Enjoying a fine glass of wine involves all the senses: the sounds of clinking glass or bubbling champagne, the feel of the wine in your mouth, the color, the bouquet... Still, no one would deny that one of the key aspects of enjoying wine is the taste. After all, it's the sense that puts the "taste" in "winetasting!"
But how does it work?
It's All In The Tongue... Or Is It?
The human tongue has four basic classes of taste receptors: sweet, salt, acid and bitter. In truth, all four tastes can be perceived anywhere on the tongue, or even on the roof of the mouth. But certain zones have receptors that are more sensitive to particular attributes:
- Sweet (sugars) [on the tip of the tongue]
- Saltiness (salts) [flanking the sweet zone]
- Acid (sour): low pH, acidic foods like lemon juice or vinegar [along the sides of the tongue]
- Bitter (bases): high pH, alkaline foods like baking soda or unsweetened chocolate [far back on the tongue]
When you taste wine, swirl it around in your mouth a bit. Sip in enough to cover your tongue. You want to get the maximum effect, and make sure all parts of your mouth get to experience the wine.
If there are only four taste zones, you may well ask, where does all the complexity come from? How can we possibly perceive raspberries, oak, black pepper or coffee grounds in a wine? Well, taste is actually linked closely to smell. Much of what we taste is strongly influenced by our olfactory receptors. Some of the smells get in through your nose. Others make their way in through the retronasal passage at the back of the mouth. This is the other reason for swirling the wine around in your mouth, or even "chewing" the wine -- the action helps release chemical compounds and allow them to reach the olfactory membrane. Humans can recognize literally thousands of distinct odors.
See also Wines International's Guide to your Palate and Michael Berry's The Physiology of Taste.
The Fundamental Taste Components of Wine
The four major components of wine tastes are sweetness, tannins, acidity and alcohol. The tannins and acid give the wine a hard edge, while the sweetness and alcohol help soften those edges. A "balanced" wine is one in which the components are well matched. If one of these components overwhelms the others, the wine is said to be "unbalanced": cloyingly sweet, perhaps, or too tart.

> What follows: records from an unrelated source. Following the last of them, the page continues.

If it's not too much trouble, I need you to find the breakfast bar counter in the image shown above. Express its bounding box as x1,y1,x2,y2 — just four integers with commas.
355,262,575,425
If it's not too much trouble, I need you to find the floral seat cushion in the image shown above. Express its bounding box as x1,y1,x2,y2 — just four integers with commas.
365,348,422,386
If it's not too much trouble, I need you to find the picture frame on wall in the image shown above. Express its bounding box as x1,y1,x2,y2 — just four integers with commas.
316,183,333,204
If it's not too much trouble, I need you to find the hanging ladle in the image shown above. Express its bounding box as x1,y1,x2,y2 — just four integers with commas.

- Sweetness. Some wines are "dry", that is, they aren't sweet -- most the sugars have been turned to alcohol during fermentation. Other wines may have some residual sugar, or they may have been sweetened. Thus wines may vary from dry, off-dry, semi-sweet, to sweet.
- Tannins. Tannins are a substance that occurs naturally in grapes, most notably in the skins and seeds. (Regular tea is another substance that contains tannins). Because red wines are kept in contact with the grapeskins during fermentation, they are generally more tannic than white wines. Thus, tannins are often a major component in reds. In highly tannic wines (for example, young cabernet sauvignons) the tannins may seem a bit overpowering, especially to the novice wine drinker. Have you encountered that thick component to a red wine that leaves your mouth dry? That is probably tannins. Proper aging of the wine can smooth out the tannins and let some of the other flavors come out -- one of the main reasons certain red wines are better when aged.
- Acidity. Wines contain acid (notably tartaric acid from the grapes); thus they are low pH. Acidity is what gives wines a "crisp" character, and it can be felt on the sides of the tongue. Wines with insufficient acidity may seem flat or flabby. The acidity is particularly important in white wines, which have less tannins than reds, and thus the acidity provides much of the "backbone" to the wine. Like tannins, acid can also feel dry in the mouth, but unlike tannins they produce a salivation response.
- Alcohol. Alcohol is the fourth major component of the wine taste. It can soften the "edge" to the wines that acidity and tannins give, or make the wine seem thicker, more full-bodied. But overpowering alcohol can leave the mouth with a burning sensation.
Final Note: Apples and Cheese
If the wine is too tannic, serve it with a little soft cheese. Dairy products can bind to the tannins and help soften them in the mouth. Apples, on the other hand, are rumored to enhance defects in the wine. "Buy on apples; sell on cheese" is an old vintner's saying. It is their equivalent to the sailor's "red sky at night, sailor's delight; red sky at morning, small craft advisory in effect until noon." (Or however it goes).